A major aim of our research group is to understand what molecular features qualify a membrane protein as a substrate for intramembrane proteolysis. Answering this question is not only essential to elucidate the physiological function of a protease and evaluate its potential as a drug target but also to understand how a protease recognizes its substrates and cleaves them mechanistically and to elucidate how a protease differs from related proteases. In order to address this question it is necessary to identify the membrane proteins that are cleaved by a protease (substrates) and those membrane proteins that are not cleaved (non-substrates).

Combining methods from biochemistry (such as domain swap experiments, together with P4 and P6), bioinformatics (sequence comparisons, together with P7) and biophysics (analyzing structural parameters, together with P5 and P8) will then allow elucidating the molecular characteristics that qualify a membrane protein as a protease substrate. Among the four major families of intramembrane proteases – rhomboids, SPP/SPPLs, g-secretase and S2Ps – we focus on three for substrate identification and mechanistic analysis, namely PARL, the SPPL2 subfamily and γ-secretase.

Recent data suggest that intramembrane proteolysis is a surprisingly slow process whose overall kinetics is composed of the kinetics of several steps. These steps may include:

• substrate recognition by an exosite on the protease,
• subsequent conformational changes of the substrate/enzyme complex to expose the scissile amide bonds to the catalytic residues,
• formation of the tetrahedral intermediate leading to hydrolysis, and
• product release

It is currently unclear which of the above step(s) limit the rate of proteolysis, how the ratelimiting step(s) depend on the primary structures and/or the conformational dynamics of the substrates, how disease-related point mutations affect these properties and which step(s) are relevant for substrate/non-substrate discrimination. Furthermore, we do not know whether all intramembrane proteases employ exosites for substrate binding, where they are located, and whether substrates are recognized and/or cleaved as monomers or multimers.

Although no structure of a substrate/enzyme complex is currently available, it is informative to study the intrinsic dynamics of isolated substrates. This is justified by the observation that an isolated protein already exhibits the types of structural changes that may occur after binding to other proteins. Helices are indeed quite adaptable as almost half of the TM domains within crystallized membrane proteins contain non-canonical Elements and exhibit different curvatures.

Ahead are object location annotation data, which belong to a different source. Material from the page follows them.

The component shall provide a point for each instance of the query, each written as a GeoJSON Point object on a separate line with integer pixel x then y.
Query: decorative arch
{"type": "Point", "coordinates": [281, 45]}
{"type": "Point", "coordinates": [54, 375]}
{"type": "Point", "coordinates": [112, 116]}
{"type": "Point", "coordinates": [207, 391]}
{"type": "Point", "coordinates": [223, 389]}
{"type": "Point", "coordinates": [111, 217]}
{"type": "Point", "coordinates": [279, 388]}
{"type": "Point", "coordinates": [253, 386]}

 A combined experimental and computational effort will be directed at unravelling the fine details of TM helix flexibility for two paradigmatic substrates, C99 and PINK1.

Several backbone NMR structures have been published for C99  while PINK1 is completely uncharted territory.

In sum, this will show the commonalities and the differences in structural dynamics of substrate TM helices that are proteolyzed by different enzymes i) by providing descriptors of the global TM domain dynamics, i.e., bending, twisting and stretching modes location of hinges, and ii) by characterizing local features like side-chain packing, hydrogen-bond occupancies, local hydration and cooperative local unfolding at cleavage sites. Importantly, these analysis will also reveal the structural and dynamical impact of mutations that alter proteolytic processing by linking them to experiments in Aim 2. This will allow us to extract those conformational and dynamical features that are relevant at different steps of substrate proteolysis!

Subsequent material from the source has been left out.